**Elements of Kubernetes**
published: 17 December 2020
In this article, I lay out the elements of Kubernetes _from an application
developer's perspective_. Familiarity with deploying applications in a
production environment is expected[^familiarity].
Rather than explaining Kubernetes from the ground-up and building a pie in the
sky that no-one will eat because it has strawberries and whipped cream and who
likes that, I introduce Kubernetes as a solution for problems you are
encountering in high-traffic production environments right now:
- Your application needs to serve 1000s of requests per second so you need many instances of the application running
- Clients of your application need to connect to one IP address and requests will be routed to the different application instances automatically
- You need to be able to push changes to your application without downtime
- You need to be able to rollback changes to your application
- Your application needs to be _warmed up_: things need to happen before your application can start serving up requests. For example, the application instance needs to sync its data with the data of other instances
- When an instance of your application dies (and is thus no longer able to serve requests), that instance needs to become invisible to clients of your application. Traffic should be guided to still-functioning instances of your application
- To save costs during the night, when you need less capability for your main application, you want to reuse some of the available capability to run batch jobs
- There will be times when there will not be enough machines to serve your traffic (during a promotion, or, say, the holiday period), so you want to increase, _scale up_, the amount of physical machines you have available. After the busy period, you want to get back to normal and scale down
It will come as no surprise (if you _are_ surprised: Sinterklaas does indeed
exist _and_ the world is a beautiful place where no-one drags themselves
through wondering _where and when in the name it all went wrong_) that
_Kubernetes_ is _a_ solution for those problems. I'll refer to _Kubernetes_ by
its common abbreviation of _k8s_ -- pronounced _kates_, because that's what all
the cool kids do and I'll do the same even though it's aeons since I was a kid.
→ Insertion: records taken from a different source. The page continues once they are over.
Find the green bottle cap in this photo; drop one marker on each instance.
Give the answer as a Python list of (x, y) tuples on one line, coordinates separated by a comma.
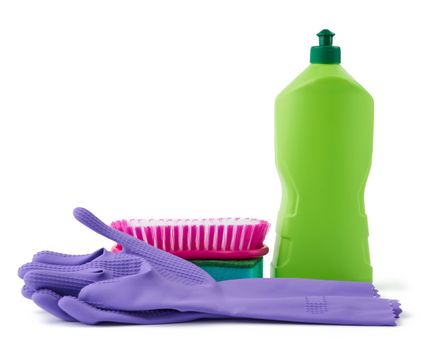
[(325, 53)]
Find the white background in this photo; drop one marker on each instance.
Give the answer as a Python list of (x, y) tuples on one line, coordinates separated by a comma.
[(164, 109)]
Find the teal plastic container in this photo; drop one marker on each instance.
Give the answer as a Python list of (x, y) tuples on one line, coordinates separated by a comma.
[(222, 270)]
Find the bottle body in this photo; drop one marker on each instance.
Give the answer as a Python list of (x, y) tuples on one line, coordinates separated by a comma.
[(323, 141)]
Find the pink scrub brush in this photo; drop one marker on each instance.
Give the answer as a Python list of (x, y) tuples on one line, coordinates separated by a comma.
[(223, 239)]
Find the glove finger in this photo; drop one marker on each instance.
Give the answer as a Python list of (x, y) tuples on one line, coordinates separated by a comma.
[(89, 314), (170, 266), (54, 258), (120, 264), (48, 301), (27, 292), (64, 283)]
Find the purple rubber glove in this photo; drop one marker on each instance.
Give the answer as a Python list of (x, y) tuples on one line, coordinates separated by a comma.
[(122, 264), (295, 300), (160, 288)]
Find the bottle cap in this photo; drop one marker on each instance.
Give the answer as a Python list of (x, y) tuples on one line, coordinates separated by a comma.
[(325, 53)]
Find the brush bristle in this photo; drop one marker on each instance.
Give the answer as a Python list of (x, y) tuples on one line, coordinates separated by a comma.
[(219, 235)]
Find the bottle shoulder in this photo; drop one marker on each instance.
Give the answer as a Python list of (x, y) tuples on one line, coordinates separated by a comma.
[(318, 75)]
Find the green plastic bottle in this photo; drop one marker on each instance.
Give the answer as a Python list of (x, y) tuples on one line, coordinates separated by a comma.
[(323, 140)]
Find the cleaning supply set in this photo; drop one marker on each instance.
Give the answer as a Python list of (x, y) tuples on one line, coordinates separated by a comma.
[(169, 271), (225, 248)]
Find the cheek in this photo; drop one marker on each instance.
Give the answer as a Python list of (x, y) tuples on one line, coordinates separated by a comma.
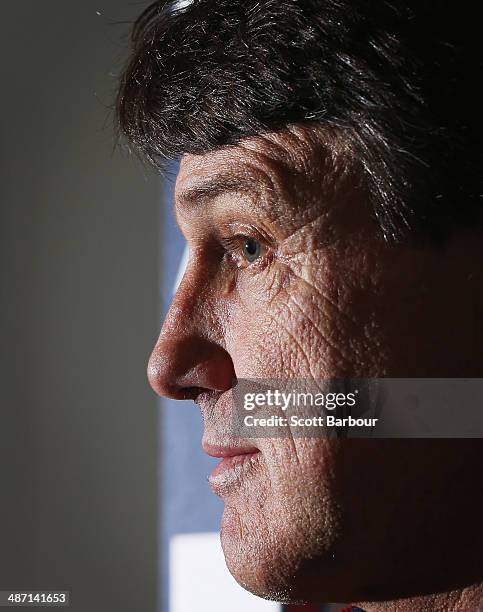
[(316, 322)]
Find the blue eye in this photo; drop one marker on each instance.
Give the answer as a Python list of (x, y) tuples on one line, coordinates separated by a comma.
[(251, 249)]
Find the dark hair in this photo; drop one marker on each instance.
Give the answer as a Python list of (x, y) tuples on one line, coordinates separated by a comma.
[(401, 81)]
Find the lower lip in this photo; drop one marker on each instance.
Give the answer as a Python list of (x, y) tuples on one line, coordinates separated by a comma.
[(231, 472)]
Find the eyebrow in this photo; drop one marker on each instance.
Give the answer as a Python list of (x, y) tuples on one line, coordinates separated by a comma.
[(201, 192)]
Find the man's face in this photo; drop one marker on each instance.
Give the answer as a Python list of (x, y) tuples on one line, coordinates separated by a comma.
[(288, 277)]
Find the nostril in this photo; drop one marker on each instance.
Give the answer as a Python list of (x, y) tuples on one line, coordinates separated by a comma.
[(191, 393)]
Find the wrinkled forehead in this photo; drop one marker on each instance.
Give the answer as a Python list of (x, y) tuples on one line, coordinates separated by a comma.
[(274, 160)]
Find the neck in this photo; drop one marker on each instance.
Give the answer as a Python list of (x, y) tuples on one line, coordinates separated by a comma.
[(461, 600)]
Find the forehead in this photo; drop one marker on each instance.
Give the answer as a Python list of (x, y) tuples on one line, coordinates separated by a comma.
[(275, 162)]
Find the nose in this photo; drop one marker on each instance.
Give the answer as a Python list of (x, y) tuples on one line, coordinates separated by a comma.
[(184, 361)]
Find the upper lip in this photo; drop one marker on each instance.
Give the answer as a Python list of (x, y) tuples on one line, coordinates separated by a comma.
[(216, 443), (222, 451)]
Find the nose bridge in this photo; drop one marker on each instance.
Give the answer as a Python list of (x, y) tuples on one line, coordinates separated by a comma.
[(189, 353), (188, 306)]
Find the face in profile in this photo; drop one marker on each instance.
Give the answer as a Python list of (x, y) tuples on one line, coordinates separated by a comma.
[(289, 277)]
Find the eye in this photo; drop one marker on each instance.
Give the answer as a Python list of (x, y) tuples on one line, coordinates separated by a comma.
[(244, 249), (251, 249)]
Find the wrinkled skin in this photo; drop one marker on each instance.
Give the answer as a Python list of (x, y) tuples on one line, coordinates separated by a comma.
[(313, 519)]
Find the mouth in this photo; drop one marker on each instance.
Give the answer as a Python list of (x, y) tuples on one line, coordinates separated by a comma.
[(235, 466)]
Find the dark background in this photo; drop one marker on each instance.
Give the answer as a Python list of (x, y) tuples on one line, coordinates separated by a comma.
[(80, 301)]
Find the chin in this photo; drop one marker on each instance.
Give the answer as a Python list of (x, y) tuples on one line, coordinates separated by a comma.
[(275, 558)]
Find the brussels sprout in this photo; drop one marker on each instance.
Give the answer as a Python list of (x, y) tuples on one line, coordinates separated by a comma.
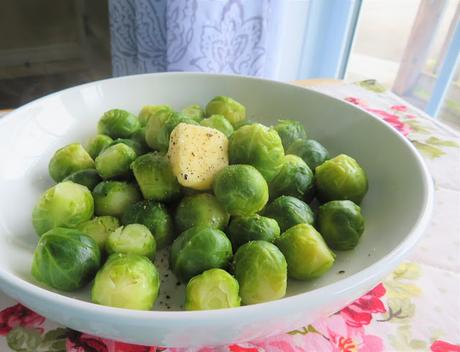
[(341, 178), (97, 143), (243, 229), (310, 151), (341, 224), (290, 131), (289, 211), (66, 204), (88, 177), (241, 189), (118, 123), (213, 289), (305, 251), (261, 271), (194, 111), (152, 110), (294, 179), (218, 122), (154, 175), (159, 129), (113, 197), (99, 228), (65, 259), (132, 239), (231, 109), (153, 215), (200, 210), (199, 249), (126, 281), (258, 146), (115, 160), (67, 160)]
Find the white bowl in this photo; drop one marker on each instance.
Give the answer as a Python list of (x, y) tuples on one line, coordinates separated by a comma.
[(397, 206)]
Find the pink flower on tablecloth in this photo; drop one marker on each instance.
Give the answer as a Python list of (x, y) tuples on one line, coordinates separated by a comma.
[(359, 313), (18, 315)]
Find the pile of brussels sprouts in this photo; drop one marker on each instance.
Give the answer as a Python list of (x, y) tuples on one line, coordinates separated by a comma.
[(117, 200)]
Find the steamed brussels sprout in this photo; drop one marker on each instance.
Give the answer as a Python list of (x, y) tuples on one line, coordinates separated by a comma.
[(241, 189), (233, 111), (341, 224), (259, 146), (155, 216), (67, 160), (118, 123), (66, 204), (97, 143), (294, 179), (200, 210), (126, 281), (115, 161), (65, 259), (99, 228), (88, 177), (306, 253), (341, 178), (113, 197), (132, 239), (243, 229), (290, 131), (213, 289), (218, 122), (289, 211), (155, 177), (261, 271), (194, 111), (199, 249)]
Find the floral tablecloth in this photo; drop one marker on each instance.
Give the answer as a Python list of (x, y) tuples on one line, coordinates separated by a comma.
[(416, 308)]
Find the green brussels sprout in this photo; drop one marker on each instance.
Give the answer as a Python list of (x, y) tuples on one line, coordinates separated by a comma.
[(218, 122), (88, 177), (65, 259), (199, 249), (213, 289), (231, 109), (152, 110), (159, 129), (97, 143), (241, 189), (132, 239), (99, 228), (289, 211), (341, 224), (118, 123), (126, 281), (115, 161), (294, 179), (310, 151), (290, 131), (113, 197), (305, 251), (153, 215), (194, 111), (153, 173), (259, 146), (243, 229), (261, 271), (341, 178), (201, 209), (67, 160), (66, 204)]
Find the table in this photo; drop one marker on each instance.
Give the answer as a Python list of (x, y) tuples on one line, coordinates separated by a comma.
[(416, 308)]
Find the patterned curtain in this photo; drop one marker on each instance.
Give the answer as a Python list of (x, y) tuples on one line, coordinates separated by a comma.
[(227, 36)]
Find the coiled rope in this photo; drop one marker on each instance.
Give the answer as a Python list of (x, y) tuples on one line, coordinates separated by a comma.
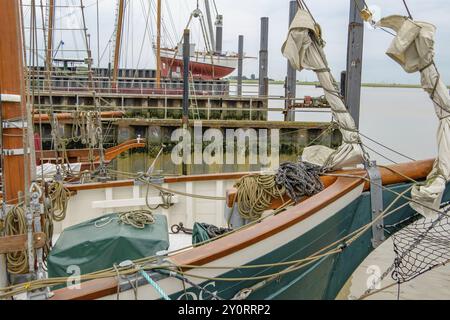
[(59, 196), (255, 194), (299, 179), (16, 224), (138, 219)]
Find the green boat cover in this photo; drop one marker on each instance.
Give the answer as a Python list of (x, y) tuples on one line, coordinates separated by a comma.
[(93, 248)]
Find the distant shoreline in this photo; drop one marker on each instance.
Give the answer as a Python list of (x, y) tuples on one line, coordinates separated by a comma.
[(366, 85)]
Even though Kubernetes is a large hammer, it does hammer the above problems squarely
away. I disparagingly say _hammer_ as I say almost everything disparagingly but
also because k8s is able to do more than what you'd need to solve the above
stated problems. Blame that on its historic origin as used by a Cloud Provider
in which many different applications need to run on the same cluster of
machines in a desperate capitalistic attempt to optimize usage of
infrastructure. Given the problems I laid out, I'm not _that_ interested
in running different applications on the same infrastructure, although the
particular requirement to save cost during the night and run some batch jobs on
the same machine that your machine runs on during the day, is designed to hint
at that use.
The requirements as laid out above come from my personal experience, and my
limited knowledge I have on k8s comes from [Kubernetes in
Marko Lukša. A book that, like all good books, gave me all the misplaced
confidence to play an expert on the Internet. The book goes in
depth and is useful for infrastructure administrators (which is a whole world
of joy on itself that I will barely touch on here). In this article, I mostly
stick to what I know, application development, and I'll go over every single
one of the above problems/requirements and discuss how k8s helps solving them.
# Instances of your Application
Your application needs to serve 1000s of requests per second so you need many instances of the application running
## A Containerized Application
As an example application, I'll run a web server that serves up the sentence
Hi from HOST
where `HOST` will be the host the application is running on. We're in a brave
new world, so this application is packed up so it can run as a Docker
container. I posted the source of this application on
and I pushed the container image to the [Docker Hub](https://hub.docker.com/)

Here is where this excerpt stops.